Yao Chen; Miao Liu; Yonghong Wang

doi:10.3389/fgene.2023.1228110

Bioinformatic analysis reveals lysosome-related biomarkers and molecular subtypes in preeclampsia: novel insights into the pathogenesis of preeclampsia

Front Genet. 2023 Jul 28:14:1228110. doi: 10.3389/fgene.2023.1228110. eCollection 2023.

Authors

Yao Chen¹, Miao Liu¹, Yonghong Wang¹

Affiliation

¹ Department of Obstetrics, The First People's Hospital of Chenzhou, Chenzhou, China.

Abstract

Background: The process of lysosomal biogenesis and exocytosis in preeclamptic placentae plays a role in causing maternal endothelial dysfunction.
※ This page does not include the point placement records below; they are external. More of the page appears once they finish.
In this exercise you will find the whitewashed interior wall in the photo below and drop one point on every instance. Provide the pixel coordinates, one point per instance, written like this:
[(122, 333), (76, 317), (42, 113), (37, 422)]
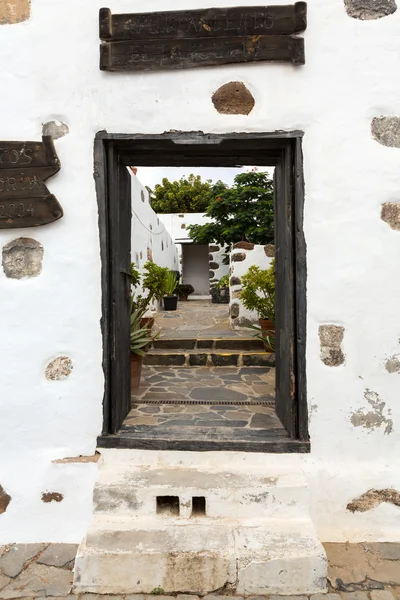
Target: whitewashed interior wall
[(243, 256), (351, 169)]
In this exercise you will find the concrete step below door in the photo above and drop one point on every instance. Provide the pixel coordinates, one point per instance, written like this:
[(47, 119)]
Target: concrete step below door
[(162, 357), (121, 556)]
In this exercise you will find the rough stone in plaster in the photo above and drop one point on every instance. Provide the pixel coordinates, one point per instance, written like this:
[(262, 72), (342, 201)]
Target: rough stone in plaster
[(59, 368), (233, 99), (22, 257), (331, 338), (14, 11), (234, 310), (367, 10), (374, 498), (372, 419), (386, 131), (269, 250), (238, 257), (52, 497), (235, 281), (56, 129), (393, 364), (390, 213), (244, 245), (5, 500)]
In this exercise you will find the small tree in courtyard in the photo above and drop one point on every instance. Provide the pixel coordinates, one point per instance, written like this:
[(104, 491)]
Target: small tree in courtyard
[(188, 195), (243, 212)]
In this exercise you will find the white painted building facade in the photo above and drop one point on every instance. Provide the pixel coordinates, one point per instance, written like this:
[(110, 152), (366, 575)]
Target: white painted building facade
[(49, 66)]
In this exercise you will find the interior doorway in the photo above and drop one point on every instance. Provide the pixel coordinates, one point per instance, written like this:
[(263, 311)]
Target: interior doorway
[(195, 268), (282, 151)]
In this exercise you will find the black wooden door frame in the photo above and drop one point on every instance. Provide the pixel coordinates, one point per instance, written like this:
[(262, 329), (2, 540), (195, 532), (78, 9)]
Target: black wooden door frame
[(113, 152)]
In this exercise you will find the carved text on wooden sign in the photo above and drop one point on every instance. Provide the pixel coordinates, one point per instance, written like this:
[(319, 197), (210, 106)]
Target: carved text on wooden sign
[(25, 200), (204, 37)]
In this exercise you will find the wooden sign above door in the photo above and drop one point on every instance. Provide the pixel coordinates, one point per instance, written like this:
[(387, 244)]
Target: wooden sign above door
[(202, 37), (25, 201)]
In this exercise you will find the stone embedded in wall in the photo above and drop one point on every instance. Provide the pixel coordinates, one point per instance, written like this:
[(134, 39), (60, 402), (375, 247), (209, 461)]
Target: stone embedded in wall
[(14, 11), (238, 257), (233, 99), (234, 310), (56, 129), (372, 418), (59, 368), (386, 131), (52, 497), (393, 364), (367, 10), (244, 245), (269, 250), (22, 257), (5, 500), (331, 338), (374, 498), (390, 213), (235, 281)]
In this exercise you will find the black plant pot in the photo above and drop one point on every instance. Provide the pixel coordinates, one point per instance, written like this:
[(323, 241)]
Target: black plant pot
[(170, 302)]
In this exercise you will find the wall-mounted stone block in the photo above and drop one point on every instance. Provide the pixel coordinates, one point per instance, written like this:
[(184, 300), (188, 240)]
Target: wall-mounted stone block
[(234, 310), (368, 10), (238, 257), (56, 129), (390, 213), (235, 281), (59, 368), (5, 500), (14, 11), (233, 99), (386, 131), (244, 245), (22, 258), (331, 338), (269, 250)]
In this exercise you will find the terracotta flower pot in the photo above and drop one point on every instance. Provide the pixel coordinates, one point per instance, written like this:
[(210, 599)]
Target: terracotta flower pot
[(269, 328), (136, 370)]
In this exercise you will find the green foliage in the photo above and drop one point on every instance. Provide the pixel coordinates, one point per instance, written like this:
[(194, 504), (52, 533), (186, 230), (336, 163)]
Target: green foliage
[(223, 282), (258, 291), (141, 337), (188, 195), (153, 281), (244, 212), (170, 282)]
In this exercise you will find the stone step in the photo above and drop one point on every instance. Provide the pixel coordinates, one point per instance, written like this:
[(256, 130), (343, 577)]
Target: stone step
[(233, 343), (120, 555), (217, 493), (163, 357)]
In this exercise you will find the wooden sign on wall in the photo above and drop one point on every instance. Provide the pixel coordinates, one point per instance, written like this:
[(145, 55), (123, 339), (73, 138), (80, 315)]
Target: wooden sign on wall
[(25, 201), (202, 37)]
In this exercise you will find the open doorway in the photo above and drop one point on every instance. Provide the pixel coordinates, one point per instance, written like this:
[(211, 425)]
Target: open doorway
[(282, 411)]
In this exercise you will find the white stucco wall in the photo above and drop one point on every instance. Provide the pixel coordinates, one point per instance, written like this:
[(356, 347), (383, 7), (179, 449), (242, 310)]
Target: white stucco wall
[(254, 256), (50, 71), (149, 238)]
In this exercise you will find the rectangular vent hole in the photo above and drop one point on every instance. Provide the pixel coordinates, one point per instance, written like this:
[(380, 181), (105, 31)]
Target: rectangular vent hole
[(198, 506), (168, 506)]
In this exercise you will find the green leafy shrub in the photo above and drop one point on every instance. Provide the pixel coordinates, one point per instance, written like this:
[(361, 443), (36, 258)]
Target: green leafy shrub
[(258, 291)]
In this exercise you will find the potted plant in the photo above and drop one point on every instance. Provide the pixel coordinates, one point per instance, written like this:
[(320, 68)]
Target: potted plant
[(220, 291), (141, 338), (184, 290), (258, 294), (170, 299)]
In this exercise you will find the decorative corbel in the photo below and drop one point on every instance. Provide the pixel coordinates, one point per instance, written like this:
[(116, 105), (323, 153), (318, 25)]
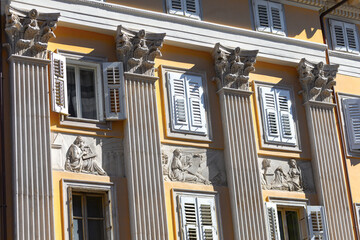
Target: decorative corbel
[(28, 32), (232, 66), (138, 50), (317, 80)]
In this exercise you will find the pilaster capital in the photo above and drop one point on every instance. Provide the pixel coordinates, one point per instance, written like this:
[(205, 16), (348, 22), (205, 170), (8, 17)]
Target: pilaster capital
[(317, 80), (28, 32), (138, 50), (232, 66)]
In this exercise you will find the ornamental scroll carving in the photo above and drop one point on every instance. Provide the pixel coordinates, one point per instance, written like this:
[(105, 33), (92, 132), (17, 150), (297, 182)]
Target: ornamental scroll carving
[(232, 66), (138, 50), (317, 80), (28, 33)]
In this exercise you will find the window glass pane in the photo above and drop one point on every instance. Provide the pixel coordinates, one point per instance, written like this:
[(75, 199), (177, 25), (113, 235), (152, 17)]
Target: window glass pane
[(94, 207), (281, 226), (77, 230), (88, 94), (96, 229), (70, 73), (77, 206), (293, 225)]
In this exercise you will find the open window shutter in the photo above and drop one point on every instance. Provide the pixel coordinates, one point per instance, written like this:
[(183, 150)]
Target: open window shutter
[(178, 101), (270, 115), (195, 94), (262, 16), (189, 218), (317, 224), (284, 107), (352, 115), (277, 18), (338, 35), (114, 91), (351, 37), (207, 216), (176, 7), (59, 99), (192, 8), (273, 222)]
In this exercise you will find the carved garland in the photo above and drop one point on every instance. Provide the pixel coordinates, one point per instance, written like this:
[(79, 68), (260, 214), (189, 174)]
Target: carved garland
[(317, 80), (28, 33), (138, 50), (232, 66)]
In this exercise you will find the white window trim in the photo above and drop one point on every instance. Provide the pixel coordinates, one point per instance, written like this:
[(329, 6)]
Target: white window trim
[(340, 111), (260, 122), (195, 193), (95, 187), (184, 135), (183, 11), (331, 36), (270, 28)]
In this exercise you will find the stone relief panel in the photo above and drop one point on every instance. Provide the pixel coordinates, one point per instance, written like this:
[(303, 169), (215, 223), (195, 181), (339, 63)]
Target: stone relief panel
[(193, 165), (85, 154), (286, 175)]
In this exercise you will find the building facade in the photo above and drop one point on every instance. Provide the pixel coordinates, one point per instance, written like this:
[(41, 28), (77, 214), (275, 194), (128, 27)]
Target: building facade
[(180, 119)]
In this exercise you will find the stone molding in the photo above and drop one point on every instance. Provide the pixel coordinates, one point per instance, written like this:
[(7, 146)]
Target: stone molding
[(28, 32), (317, 80), (138, 49), (232, 66)]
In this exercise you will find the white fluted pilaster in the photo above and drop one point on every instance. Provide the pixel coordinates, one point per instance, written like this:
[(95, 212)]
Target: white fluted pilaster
[(328, 169), (33, 194), (143, 160), (242, 165)]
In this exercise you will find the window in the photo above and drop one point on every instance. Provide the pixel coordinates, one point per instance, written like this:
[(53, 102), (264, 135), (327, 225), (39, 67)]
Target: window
[(344, 36), (198, 216), (352, 122), (188, 8), (269, 17), (287, 222), (187, 103), (278, 116), (88, 210), (81, 88), (87, 216)]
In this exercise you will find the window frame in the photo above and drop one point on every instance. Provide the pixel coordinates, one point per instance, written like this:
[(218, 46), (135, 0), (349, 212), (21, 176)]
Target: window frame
[(261, 118), (283, 31), (101, 188), (167, 106), (176, 193), (332, 36)]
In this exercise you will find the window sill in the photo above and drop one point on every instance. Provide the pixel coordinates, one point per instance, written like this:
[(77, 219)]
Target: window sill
[(85, 123)]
However, the specific lysosome-associated markers relevant to preeclampsia (PE) are not well-defined. Our objective is to discover new biomarkers and molecular subtypes associated with lysosomes that could improve the diagnosis and treatment of PE. Methods: We obtained four microarray datasets related to PE from the Gene Expression Omnibus (GEO) database. The limma package was utilized to identify genes that were differentially expressed between individuals with the disease and healthy controls. The logistic regression analysis was used to identify core diagnostic biomarkers, which were subsequently validated by independent datasets and clinical samples. Additionally, a consensus clustering method was utilized to distinguish between different subtypes of PE. Following this, functional enrichment analysis, GSEA, GSVA, and immune cell infiltration were conducted to compare the two subtypes and identify any differences in their functional characteristics and immune cell composition. Results: We identified 16 PE-specific lysosome-related genes. Through regression analysis, two genes, GNPTG and CTSC, were identified and subsequently validated in the external validation cohort GSE60438 and through qRT-PCR experiment. A nomogram model for the diagnosis of PE was developed and evaluated using these two genes. The model had a remarkably high predictive power (AUC values of the training set, validation set, and clinical samples were 0.897, 0.788, and 0.979, respectively). Additionally, two different molecular subtypes (C1 and C2) were identified, and we found notable variations in the levels of immune cells present in the two subtypes. Conclusion: Our results not only offered a classification system but also identified novel diagnostic biomarkers for PE patients. Our findings offered an additional understanding of how to categorize PE patients and also highlighted potential avenues for creating treatments for individuals with PE.

Keywords: GSEA; GSVA; bioinformatics; immune cell infiltration; lysosome; preeclampsia.